Figura 1 Jornal Varadouro, Maio de 1980

Mas foi também neste contexto de intenso conflito que as populações indígenas se organizaram na defesa dos seus territórios e articulação com movimento indígena do Brasil, além de se alinharem aos vários movimentos espalhados pelo país, que desejavam o fim do governo militar e a reivindicação de uma sociedade de direito. Ademais existiam ainda entidades de apoio aos direitos indígenas como o Conselho Indigenista Missionário (CIMI), a Comissão Pró-Índio do Acre (CPI/AC), e a FUNAI, e que foram importantes nas denuncias de invasões e agressões além de oferecer apoio técnico a estas comunidades.

A chegada da Funai aconteceu em meados dos anos de 1970 e representou a primeira atuação concreta por parte do estado no âmbito estadual e federal voltada a atender reivindicações indígenas. Os órgãos governamentais e grande parte da sociedade acreana consideravam estas populações como não indígenas, pois haviam sido incorporadas ao sistema seringalista, e, portanto, teriam deixado sua cultura ancestral já naquele contexto.
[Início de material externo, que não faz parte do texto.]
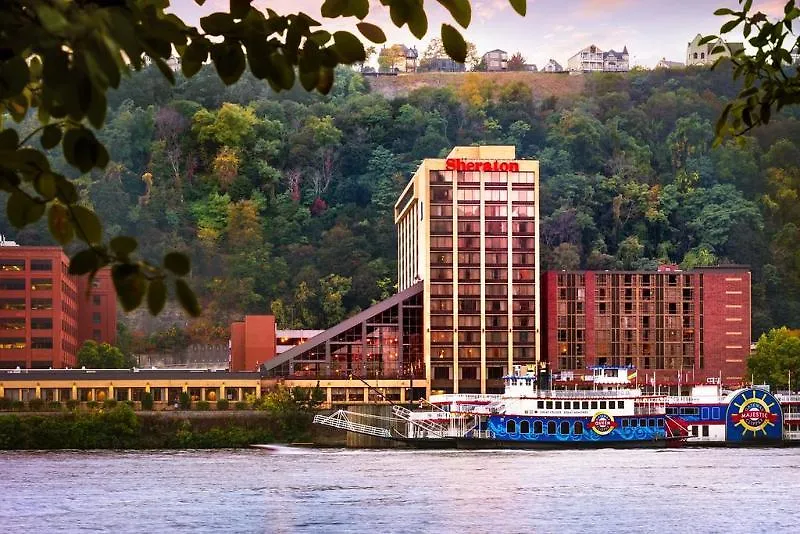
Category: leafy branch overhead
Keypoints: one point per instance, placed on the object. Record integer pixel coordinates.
(59, 58)
(769, 80)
Esta interpretação ancorava-se muito nas visões essencializadas e aculturadas das dimensões culturais como já destacamos aqui.

(5)

Após a chegada da Funai e o indispensável trabalho dos antropólogos e de setores importantes da Igreja Católica como o CIMI, as populações indígenas que durante muitos anos foram tratados como “aculturados” e caboclos, entraram num processo de auto afirmação da sua identidade e ancestralidade, elemento indispensável para o processo de regularização das terras indígenas. No entanto, a garantia das terras indígenas na constituição de 1988 não foi suficiente para efetivação desta demanda histórica, uma vez que além da organização das etnias era necessário enfrentar a constante burocratização que consistia não apenas em reconhecer o direito a terra, mas negociar estas terras com os fazendeiros.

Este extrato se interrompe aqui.